In an RFP for architectural services where engineering is provided by another firm and interior design is priced at $30 per square foot with a 10% coordination fee, which arrangement should ABC propose?

Explanation:
When interior design is priced as a separate discipline with a specific per-square-foot rate plus a coordination fee, the best approach is to contract a dedicated interior design firm and itemize that fee in the proposal, covering clearly defined deliverables such as the Community Space and one model apartment of each unit type. This structure preserves clear scope and accountability: the interior design team handles finishes, layouts, and materials for those spaces, while the architecture and engineering teams focus on their respective scopes, with the coordination fee ensuring ongoing cross-discipline integration. Itemizing the interior design fee at a set rate per square foot plus a 10% coordination charge also aligns with standard RFP practices for multi-disciplinary projects, making costs transparent and trackable for the owner. Why this fits the scenario: the RFP indicates interior design is priced at $30 per square foot with a 10% coordination fee, and the project involves engineering provided by another firm. Having a separate interior design firm deliver the specified areas (Community Space and at least one model apartment per unit type) and itemize the fee exactly as described ensures the pricing model is respected and coordination with the architectural and engineering teams is formally accounted for. This approach is preferable to bundling interior design into the architectural fee with no itemization, which obscures cost breakdown and coordination responsibilities; or having the architectural firm take on interior design without the stated coordination fee, which would ignore the required pricing structure and cross-disciplinary coordination needs; or limiting interior design to only the Community Space and excluding model apartments, which would fail to meet the specified deliverables and the fee arrangement.

When interior design is priced as a separate discipline with a specific per-square-foot rate plus a coordination fee, the best approach is to contract a dedicated interior design firm and itemize that fee in the proposal, covering clearly defined deliverables such as the Community Space and one model apartment of each unit type. This structure preserves clear scope and accountability: the interior design team handles finishes, layouts, and materials for those spaces, while the architecture and engineering teams focus on their respective scopes, with the coordination fee ensuring ongoing cross-discipline integration. Itemizing the interior design fee at a set rate per square foot plus a 10% coordination charge also aligns with standard RFP practices for multi-disciplinary projects, making costs transparent and trackable for the owner.

Why this fits the scenario: the RFP indicates interior design is priced at $30 per square foot with a 10% coordination fee, and the project involves engineering provided by another firm.

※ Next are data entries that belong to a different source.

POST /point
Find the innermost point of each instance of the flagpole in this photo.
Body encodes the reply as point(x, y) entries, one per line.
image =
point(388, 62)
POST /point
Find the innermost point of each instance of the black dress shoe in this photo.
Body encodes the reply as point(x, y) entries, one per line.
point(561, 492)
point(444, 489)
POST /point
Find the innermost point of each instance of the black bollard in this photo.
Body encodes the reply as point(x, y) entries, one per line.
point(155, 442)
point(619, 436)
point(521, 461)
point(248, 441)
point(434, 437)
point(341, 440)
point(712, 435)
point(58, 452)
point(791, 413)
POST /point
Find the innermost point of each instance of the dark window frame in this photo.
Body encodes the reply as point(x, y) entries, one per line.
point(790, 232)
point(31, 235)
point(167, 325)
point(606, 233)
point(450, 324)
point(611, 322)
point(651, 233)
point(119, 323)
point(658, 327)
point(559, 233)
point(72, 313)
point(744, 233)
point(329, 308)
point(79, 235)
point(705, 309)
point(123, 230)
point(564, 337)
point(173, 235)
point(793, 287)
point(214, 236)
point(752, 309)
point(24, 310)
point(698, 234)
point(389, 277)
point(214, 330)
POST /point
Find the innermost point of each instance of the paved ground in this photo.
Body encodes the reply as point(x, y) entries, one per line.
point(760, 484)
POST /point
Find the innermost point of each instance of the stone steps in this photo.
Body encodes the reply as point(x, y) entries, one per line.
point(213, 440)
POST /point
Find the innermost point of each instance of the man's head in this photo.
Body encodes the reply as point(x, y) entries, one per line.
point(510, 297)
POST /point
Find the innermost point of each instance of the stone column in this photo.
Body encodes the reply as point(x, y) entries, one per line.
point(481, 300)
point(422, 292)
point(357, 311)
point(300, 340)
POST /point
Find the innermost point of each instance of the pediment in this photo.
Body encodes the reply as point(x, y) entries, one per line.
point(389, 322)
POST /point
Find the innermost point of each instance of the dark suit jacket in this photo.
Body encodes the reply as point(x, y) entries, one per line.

Having a separate interior design firm deliver the specified areas (Community Space and at least one model apartment per unit type) and itemize the fee exactly as described ensures the pricing model is respected and coordination with the architectural and engineering teams is formally accounted for.

This approach is preferable to bundling interior design into the architectural fee with no itemization, which obscures cost breakdown and coordination responsibilities; or having the architectural firm take on interior design without the stated coordination fee, which would ignore the required pricing structure and cross-disciplinary coordination needs; or limiting interior design to only the Community Space and excluding model apartments, which would fail to meet the specified deliverables and the fee arrangement.